Los maestros entraron al taller para saber qué y quiénes habían originado el fuego. “Enseguida el docente, el mismo que había salvado al Negro del fuego, encontró el testimonio: entre el índice y el pulgar se erguía, tan diminuto como implacable, el palito de un fósforo apagado”, relata Chesñevar desde su casa en Sierra de la Ventana.
Los tres alumnos enfilaron hacia la dirección. “No tardaron mucho en volver”, recuerda. La expresión de sus rostros era más que evidente. Fueron hasta los armarios, recogieron sus pertenencias y se retiraron del edificio de la calle Láinez en silencio y con las cabezas mirando el piso. No dieron muchas explicaciones a sus compañeros, sólo les dijeron que ya no volverían al aula y mucho menos a la escuela. El director Eugenio Perticone había decidido la expulsión de los tres.
“Ni la habilidad futbolera lo salvó al Gordo Soriano, que integraba el equipo de la escuela, y eso que el director era un fanático de aquel deporte”, agrega.
Convertido en uno de los escritores más admirados por los lectores y que más libros vendía, Soriano confesó que desde siempre había sentido una gran admiración por Stan Laurel y Oliver Hardy, la legendaria dupla cómica conocida como el Gordo y el Flaco, al extremo de haberlos convertido en personajes de una de sus novelas: Triste, solitario y final. Precisamente, Chesñevar compara a esa dupla cómica con la que hacían Soriano y el Ruso en la ENET 1. “No sólo porque la silueta longilínea del Ruso contrastaba notoriamente con la del Gordo, sino también porque le servía a este de complemento para generar situaciones graciosas”.

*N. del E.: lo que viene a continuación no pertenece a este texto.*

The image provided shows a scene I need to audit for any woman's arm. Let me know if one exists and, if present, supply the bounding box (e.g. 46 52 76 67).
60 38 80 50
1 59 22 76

Ni la habilidad futbolera lo salvó al Gordo Soriano, y eso que el director de la ENET era un fanático del fútbol”. Carlos Chesñevar
Recorriendo el campamento de YPF en un Kaiser Manhattan
“En los estudios no se distinguía, era un alumno más o menos, creo que siguió la escuela industrial por influencia del padre que tenía un gran conocimiento técnico de las cosas”, señala César Iachetti, compañero de Osvaldo Soriano en la ENET 1 y vecino cuando este vivía en Cipolletti.
Recuerda que se tomaban el colectivo de la Cooperativa del Valle para ir a la escuela y que en invierno el joven Soriano “se ponía una larga bufanda con los colores rojo y azul de San Lorenzo, que le había tejido su mamá”.
Iachetti rememora el día que junto a su amigo y otros dos compañeros de la escuela industrial, Luis Soldera y Ángel Romano, viajaron a Plaza Huincul para visitar los campamentos de la empresa YPF en esa localidad. “Fue en julio de 1958, para las vacaciones de invierno”, recuerda Iachetti.
Los cuatro estudiantes fueron muy bien recibidos y recorrieron la planta en el auto oficial, un Kaiser Manhattan modelo 1954 que era manejado por un chofer que hacía las veces de guía. “Así pudimos fotografiarnos (en la foto, Soriano es el primero de la izquierda) junto al primer pozo perforado en Neuquén”, acota Iachetti.